Aston sat in the opposite chair. Capelli stood behind him with crossed arms and a puffed chest like a bouncer. He was 250 pounds of Italian muscle and was the obvious choice for the intimidating, silent cop.
“Like I’ve told you and Rocky Balboa over there,” Rath said, nodding to Capelli, “I’ll tell you whatever you want to know if you can get me released.”
“Mr. Rath, you admitted to murder on tape, and we found locks of hair belonging to all the victims in your apartment,” Aston said. “You’ve repeatedly screwed the pooch and there’s not a judge in the world that would set you free.”
Rath rolled his eyes as if the women he had killed were inconveniencing him. “Fine, give me your best shot.”
“Men like you,” Aston said, “usually go somewhere like San Quentin where you’ll be a prey to other inmates with soft spots for women, like their mothers and sisters.” Aston got up as he always did when it came to negotiation. “We can try to persuade the judge to get you a spot at Pleasant Valley State Prison. A vacation resort compared to San Quentin.”
Rath took a huge bite of his Big Mac, sucking in the dressing like the juice of a ripe pear.
“Ah-aaaah,” he groaned, as if getting laid. He took another chunk off the defenseless burger.
Aston puked a little in his mouth.
“I also want In-N-Out. Double-Double, animal style. A large milk shake, half vanilla, half choc…why aren’t you writing this down?”
Aston tapped his finger to his head. “Got it all right here.”
There would be no Double-Doubles for George Rath. As soon as he spilled the beans, which Aston was convinced he would do, it would be bland chow at San Quentin.
“So you’re basically saying my choices are shitty jail or shitti
er jail? No deal.” Rath placed his blubbery arms over his even blubbier stomach. “Don’t think I don’t know how bad you want this. And trust me, what I got will blow your mind.”
Rath grabbed the second Big Mac and opened his mouth. Aston snagged it and slapped him with it, leaving a blob of dressing across Rath’s face.
“Let me tell you something, lard ass.” Aston put his hand under the table. “If you think you’re safe where you’re sitting, you’re wrong. I’ve manipulated the system before, and I can do it again. I will do everything in my power to make sure you and your triple XL ass get sent to Texas where they have less mercy. San Quentin would be a goddamned walk in the park compared to what the right wing will do to you.” It was a lie. Aston had no ability to reshuffle the state-to-state system, but Rath didn’t know that.
“Bullshit,” Rath said.
Okay, maybe he did know it.
Aston let on the tiniest smile. “Right now, there’s a Smith and Wesson forty cal’ cocked at your crotch.”
“You’re lying.”
“Yes I am,” Aston said and pulled the hammer. “Now, it’s cocked.”
Beads of sweat accumulated above Rath’s lip. “You can’t shoot me. You’d get fired.”
“I would,” Aston agreed. “Luckily, the live feed will mysteriously skip right before you attack me and I’ll be driven to use lethal force. Does that sound about right to you, Capelli?”
“Sure does,” Capelli nodded.
Rath’s already labored breathing grew thicker. “What about the Serial Catcher?”

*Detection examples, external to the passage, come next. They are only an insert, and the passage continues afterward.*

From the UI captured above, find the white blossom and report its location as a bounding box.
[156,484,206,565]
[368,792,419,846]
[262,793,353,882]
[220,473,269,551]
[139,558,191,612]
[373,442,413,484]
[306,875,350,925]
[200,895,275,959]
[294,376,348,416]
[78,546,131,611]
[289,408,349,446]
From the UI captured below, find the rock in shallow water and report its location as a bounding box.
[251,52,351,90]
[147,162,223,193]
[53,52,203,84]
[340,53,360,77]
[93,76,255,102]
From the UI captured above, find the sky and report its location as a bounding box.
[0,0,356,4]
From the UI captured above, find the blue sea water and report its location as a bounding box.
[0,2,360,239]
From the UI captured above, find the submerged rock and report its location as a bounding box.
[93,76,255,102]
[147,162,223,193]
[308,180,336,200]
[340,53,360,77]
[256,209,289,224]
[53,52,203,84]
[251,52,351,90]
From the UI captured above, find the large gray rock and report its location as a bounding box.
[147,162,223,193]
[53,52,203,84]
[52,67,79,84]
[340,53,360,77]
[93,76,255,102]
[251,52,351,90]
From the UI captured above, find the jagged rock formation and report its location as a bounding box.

“Meh.” Aston shrugged. “If you’re not going to talk, your life is worth shit to me. In fact, the way I see it, your death would benefit both the system and the hard working tax payers. Do you pay taxes, Capelli?”
“Sure do.”
Rath was sweating everywhere. Even his pudgy earlobes were dripping.
Aston looked at his watch. “You have three seconds to talk before I shoot; no Mississippis. One-two-”
“I’ll take it!” Rath shouted, holding his hands up. “I’ll take Pleasant Valley State!”
“Okay, then let’s try this again.” Aston put the gun back in his brown shoulder holster and clasped his hands on top of the table, hiding his excitement. “Who is he? Who put you in that slaughterhouse?”